Назначение директором Главной физической обсерватории
Как уже сказано, 5 марта (н. ст.) 1916 г. состоялось избрание меня в действительные члены императорской Академии наук.(1) Утверждение же этого избрания и объявление о нем в приказе по флоту состоялось в конце апреля.
В первых числах мая 1916 г. скончался академик князь Б. Б. Голицын, занимавший в то время посты директора Главной физической обсерватории и начальника Главного военно-метеорологического управления.
По уставу обсерватории требовалось, чтобы директор ее был академиком, вместе с тем по своей должности он был и начальником незадолго перед тем учрежденного Главного военно-метеорологического управления, каковым должен быть генерал-лейтенант или соответствующий придворный чин.
Этим двум признакам удовлетворяли: академик М. А. Рыкачев, флота генерал, прослуживший в обсерватории 57 лет, из них 17 лет директором, и отпросившийся на покой; академик артиллерии генерал-лейтенант В. Н. Ипатьев, занимавший важный пост в Главном артиллерийском управлении, и флота генерал-лейтенант А. Н. Крылов. Меня и назначили, хотя я доказывал, что, сдав в 1882 г. экзамен в Морском корпусе по метеорологии, я с тех пор этим предметом не занимался, но непременный секретарь академии наук С. Ф. Оль-денбург привел мне пословицу «на безрыбье и рак рыба», я ему ответил «на бесптичье и ж... соловей», но тем не менее был назначен.
Приняв обсерваторию, я прежде всего обратил внимание на здание и его недостатки, опросив старших служащих. Оказалось, что зимою амосовские печи подают не теплый воздух, а холодный, потому что приемные сопла сделаны площадью в 0,75 кв. метров вместо 0,06 и без регулятора. Велел сделать в мастерской обсерватории, как надо. Черный ход был без сеней и без тамбуpa, прямо на лестницу, — служащие сказали, что зимой по лестнице дует невыносимо; велел сделать тамбур и уединить лестницу, перекрыв пролет.
Помещение архива, в котором хранились подлинные наблюдения за 200 лет, находилось в нижнем этаже и выходило окнами в крытый тесом сарай; в нем производилась упаковка отправляемых на станции приборов, была масса опасной в пожарном отношении упаковочной стружки.
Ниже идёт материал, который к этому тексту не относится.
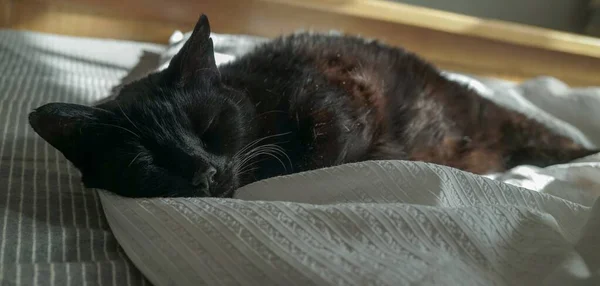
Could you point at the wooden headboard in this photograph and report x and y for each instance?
(453, 42)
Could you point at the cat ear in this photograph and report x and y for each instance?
(196, 59)
(60, 124)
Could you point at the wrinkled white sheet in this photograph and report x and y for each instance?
(389, 222)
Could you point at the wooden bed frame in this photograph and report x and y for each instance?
(451, 41)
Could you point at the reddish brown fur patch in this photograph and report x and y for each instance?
(361, 83)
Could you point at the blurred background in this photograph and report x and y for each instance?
(508, 39)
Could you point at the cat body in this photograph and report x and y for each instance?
(296, 103)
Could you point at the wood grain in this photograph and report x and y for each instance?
(453, 42)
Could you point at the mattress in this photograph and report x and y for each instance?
(379, 223)
(52, 230)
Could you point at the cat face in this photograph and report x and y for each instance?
(174, 133)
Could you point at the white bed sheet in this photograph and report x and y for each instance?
(389, 222)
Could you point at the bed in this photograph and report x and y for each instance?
(376, 223)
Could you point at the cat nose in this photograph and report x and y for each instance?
(203, 178)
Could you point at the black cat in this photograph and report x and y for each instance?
(297, 103)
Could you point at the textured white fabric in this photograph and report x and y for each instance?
(389, 222)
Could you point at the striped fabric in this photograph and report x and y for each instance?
(52, 230)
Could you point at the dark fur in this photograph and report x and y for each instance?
(298, 103)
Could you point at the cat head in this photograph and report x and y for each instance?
(176, 132)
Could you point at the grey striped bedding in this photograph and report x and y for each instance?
(388, 222)
(372, 223)
(53, 231)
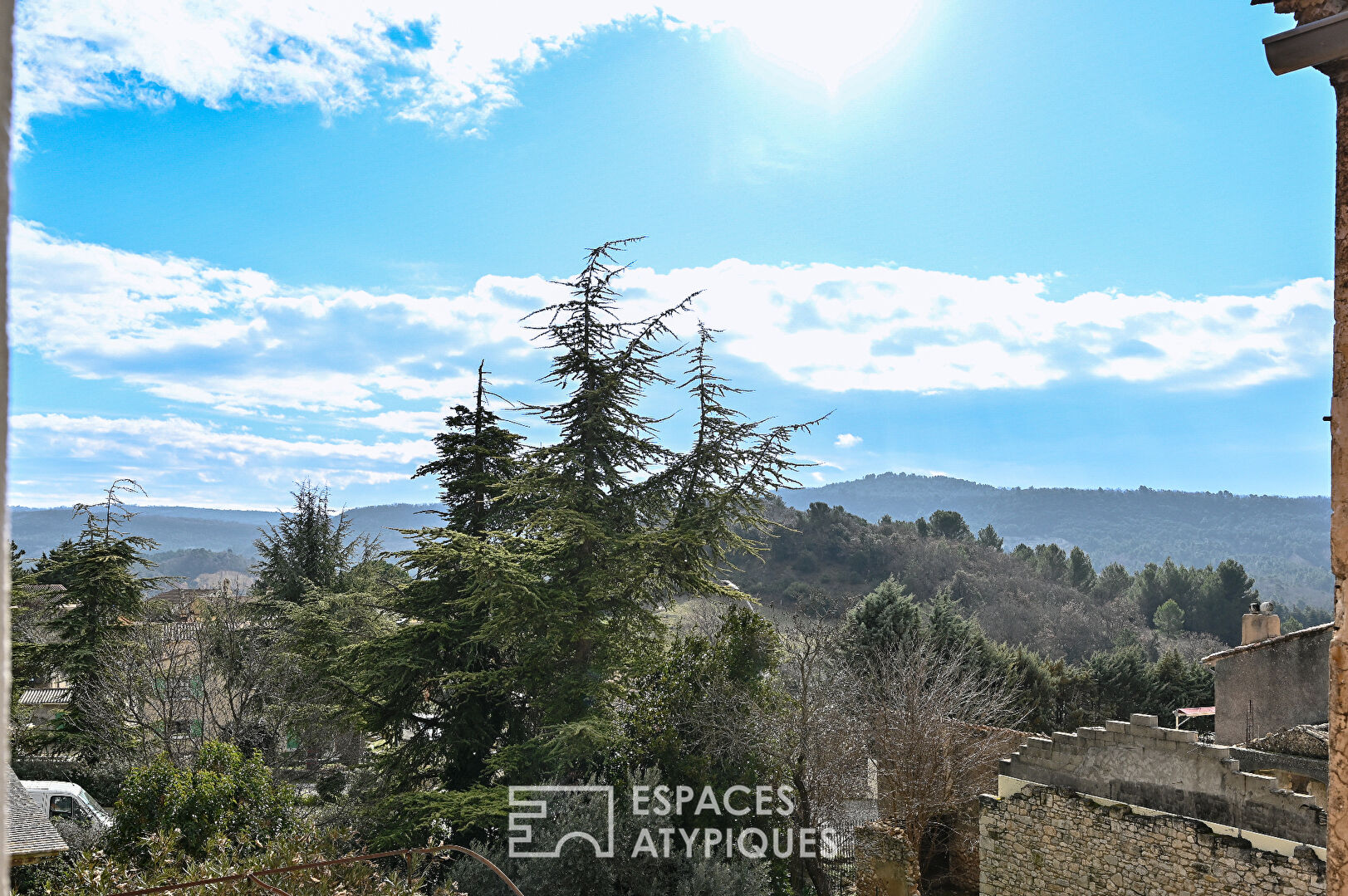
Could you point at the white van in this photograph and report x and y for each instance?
(64, 801)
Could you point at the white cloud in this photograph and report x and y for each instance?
(238, 341)
(450, 65)
(902, 329)
(184, 330)
(143, 437)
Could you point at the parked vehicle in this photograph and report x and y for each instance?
(65, 801)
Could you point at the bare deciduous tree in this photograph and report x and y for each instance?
(937, 727)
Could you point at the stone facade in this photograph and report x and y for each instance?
(1168, 770)
(886, 864)
(1054, 841)
(1274, 685)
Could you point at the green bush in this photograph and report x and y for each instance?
(96, 874)
(221, 796)
(579, 872)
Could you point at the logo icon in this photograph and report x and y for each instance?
(522, 831)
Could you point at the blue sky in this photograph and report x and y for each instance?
(1047, 244)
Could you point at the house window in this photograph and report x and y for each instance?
(62, 807)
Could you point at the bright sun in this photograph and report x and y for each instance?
(831, 42)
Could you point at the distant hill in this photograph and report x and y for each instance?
(199, 542)
(1283, 542)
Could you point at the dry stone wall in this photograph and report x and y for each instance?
(885, 863)
(1047, 840)
(1168, 770)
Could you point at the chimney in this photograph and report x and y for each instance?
(1259, 624)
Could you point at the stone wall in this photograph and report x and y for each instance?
(1053, 841)
(1168, 770)
(1272, 685)
(885, 863)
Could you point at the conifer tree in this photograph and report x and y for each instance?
(413, 681)
(306, 549)
(597, 531)
(1080, 570)
(104, 595)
Велел окна и входную дверь в первом этаже заделать кирпичной кладкой на цементе, оставив ход из второго этажа по витой лестнице, через люк, на котором была железная дверь. Таким образом, архив был в меру возможности обезопасен от пожара и от наводнения, так что 24 сентября 1924 г. он не пострадал.
Обсерватория хотя и считалась одним из учреждений Академии наук, но находилась в ведении Министерства народного просвещения.
По установленному порядку мне следовало явиться к министру народного просвещения, которым тогда был граф Игнатьев.
Зову ученого секретаря обсерватории Гейнца:
— Я еду являться министру народного просвещения, может быть, у вас есть какие-нибудь денежные дела?
— Есть, мы уже второй год хлопочем об устройстве канализации для аэрологической обсерватории в Онтолове, а то там 60 служащих — из всех ватерклозетов все спускается в открытую канаву, которая идет к источникам, питающим дворцовый водопровод Царского Села, надо 6000 рублей, а мы ничего добиться не можем.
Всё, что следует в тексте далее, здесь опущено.